Fun curatorial fact and earnest endnote: With the Rock & Roll Hall of Fame’s induction of Rage Against The Machine, the late, great Mel Ramos joins fellow Pop founder Andy Warhol as the only other Pop artist with an album cover in the ‘Hall. Ramos, who died in 2018 and is universally recognized as an essential originator within the Pop Art canon — with works hanging in every major museum on the planet— has most bewilderingly, not yet had a retrospective show at one of our larger NYC museums, all of which have shown and own his works in their permanent collections.
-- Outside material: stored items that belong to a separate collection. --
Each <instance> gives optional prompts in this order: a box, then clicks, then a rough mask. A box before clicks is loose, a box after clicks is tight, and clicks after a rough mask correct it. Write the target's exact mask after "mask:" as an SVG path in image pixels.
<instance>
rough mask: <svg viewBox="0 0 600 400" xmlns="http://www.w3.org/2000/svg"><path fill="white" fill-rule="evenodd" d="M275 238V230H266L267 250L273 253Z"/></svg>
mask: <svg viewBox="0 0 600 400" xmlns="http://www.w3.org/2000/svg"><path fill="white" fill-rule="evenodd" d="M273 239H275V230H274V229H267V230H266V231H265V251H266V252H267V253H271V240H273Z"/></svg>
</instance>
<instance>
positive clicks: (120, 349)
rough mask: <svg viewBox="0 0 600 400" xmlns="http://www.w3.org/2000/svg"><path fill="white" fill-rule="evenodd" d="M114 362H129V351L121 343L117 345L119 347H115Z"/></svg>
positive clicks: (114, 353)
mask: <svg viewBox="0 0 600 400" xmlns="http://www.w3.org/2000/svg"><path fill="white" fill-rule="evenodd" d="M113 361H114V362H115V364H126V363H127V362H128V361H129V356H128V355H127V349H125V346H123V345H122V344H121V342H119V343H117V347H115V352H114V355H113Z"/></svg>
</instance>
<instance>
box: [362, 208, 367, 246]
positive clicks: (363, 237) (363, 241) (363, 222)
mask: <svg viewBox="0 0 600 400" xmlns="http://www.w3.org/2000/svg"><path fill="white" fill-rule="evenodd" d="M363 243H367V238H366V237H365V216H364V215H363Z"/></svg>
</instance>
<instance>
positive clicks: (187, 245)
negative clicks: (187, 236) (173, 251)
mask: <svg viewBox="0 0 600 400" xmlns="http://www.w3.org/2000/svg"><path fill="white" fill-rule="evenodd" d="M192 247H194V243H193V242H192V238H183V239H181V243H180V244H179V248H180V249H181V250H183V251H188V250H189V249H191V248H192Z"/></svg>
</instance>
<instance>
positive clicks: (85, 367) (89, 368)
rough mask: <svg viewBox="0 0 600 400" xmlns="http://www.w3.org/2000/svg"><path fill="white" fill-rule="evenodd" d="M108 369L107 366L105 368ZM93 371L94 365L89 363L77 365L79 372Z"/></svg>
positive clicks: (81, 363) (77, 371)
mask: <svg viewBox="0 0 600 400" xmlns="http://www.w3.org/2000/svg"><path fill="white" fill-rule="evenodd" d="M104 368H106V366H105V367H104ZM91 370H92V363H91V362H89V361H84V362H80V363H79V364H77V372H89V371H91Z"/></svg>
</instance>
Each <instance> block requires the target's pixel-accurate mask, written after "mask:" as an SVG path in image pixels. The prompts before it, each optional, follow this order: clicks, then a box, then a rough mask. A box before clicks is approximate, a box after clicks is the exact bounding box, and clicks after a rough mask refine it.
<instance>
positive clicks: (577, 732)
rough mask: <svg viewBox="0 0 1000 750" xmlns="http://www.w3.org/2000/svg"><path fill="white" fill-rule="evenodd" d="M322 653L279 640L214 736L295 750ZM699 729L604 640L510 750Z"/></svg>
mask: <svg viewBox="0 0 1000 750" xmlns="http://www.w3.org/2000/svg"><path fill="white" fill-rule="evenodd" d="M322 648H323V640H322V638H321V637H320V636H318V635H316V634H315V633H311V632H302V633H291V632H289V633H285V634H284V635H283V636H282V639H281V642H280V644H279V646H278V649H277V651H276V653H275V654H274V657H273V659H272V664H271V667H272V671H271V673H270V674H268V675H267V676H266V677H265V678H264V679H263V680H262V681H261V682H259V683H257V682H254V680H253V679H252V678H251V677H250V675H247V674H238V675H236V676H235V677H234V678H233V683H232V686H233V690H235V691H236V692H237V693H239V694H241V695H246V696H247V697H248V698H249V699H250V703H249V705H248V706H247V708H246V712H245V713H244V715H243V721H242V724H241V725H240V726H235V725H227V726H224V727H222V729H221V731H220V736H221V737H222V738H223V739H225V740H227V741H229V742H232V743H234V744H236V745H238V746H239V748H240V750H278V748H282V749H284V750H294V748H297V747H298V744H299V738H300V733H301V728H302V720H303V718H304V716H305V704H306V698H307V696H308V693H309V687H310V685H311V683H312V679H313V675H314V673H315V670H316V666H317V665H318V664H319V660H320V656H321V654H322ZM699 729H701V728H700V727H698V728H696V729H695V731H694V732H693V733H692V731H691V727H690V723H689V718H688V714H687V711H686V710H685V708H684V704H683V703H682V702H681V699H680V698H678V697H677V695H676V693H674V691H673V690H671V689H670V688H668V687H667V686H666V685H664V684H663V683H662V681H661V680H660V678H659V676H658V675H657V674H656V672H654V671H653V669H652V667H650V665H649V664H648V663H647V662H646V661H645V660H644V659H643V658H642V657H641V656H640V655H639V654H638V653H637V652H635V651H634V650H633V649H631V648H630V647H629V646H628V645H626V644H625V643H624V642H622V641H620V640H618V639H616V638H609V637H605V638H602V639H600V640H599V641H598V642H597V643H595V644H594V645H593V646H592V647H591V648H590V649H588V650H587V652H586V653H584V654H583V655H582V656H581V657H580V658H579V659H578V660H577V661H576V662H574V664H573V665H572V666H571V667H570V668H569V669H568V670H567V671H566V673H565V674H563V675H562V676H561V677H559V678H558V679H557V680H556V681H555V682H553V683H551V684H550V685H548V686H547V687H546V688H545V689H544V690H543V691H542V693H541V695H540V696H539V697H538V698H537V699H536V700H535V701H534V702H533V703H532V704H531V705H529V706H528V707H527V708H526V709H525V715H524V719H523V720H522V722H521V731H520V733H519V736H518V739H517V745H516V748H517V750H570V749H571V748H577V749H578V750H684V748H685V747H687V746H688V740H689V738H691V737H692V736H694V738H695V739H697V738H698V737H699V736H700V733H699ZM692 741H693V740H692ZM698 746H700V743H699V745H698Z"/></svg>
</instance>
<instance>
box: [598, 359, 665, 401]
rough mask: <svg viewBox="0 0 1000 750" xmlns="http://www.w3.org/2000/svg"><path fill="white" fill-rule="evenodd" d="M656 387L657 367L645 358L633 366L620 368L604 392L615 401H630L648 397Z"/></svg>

Family snapshots of Mel Ramos (1935–2018), American Pop Art master, pioneer of the original Pop Art movement, and dedicated art educator, instructing pupils from grade school through grad school.

As a fan of both the artist and my friendly neighborhood museum, AKA The Whitney, I earnestly think he’s due a show there; it would be a major NYC — indeed, given his followings overseas, also a major international — event, with contemporary museum attendees (who might think they’ve seen it all when it comes to Pop) in for a generational treat from one of the most semiotically sophisticated, playful, and masterfully painted oeuvres in the Pop Art canon.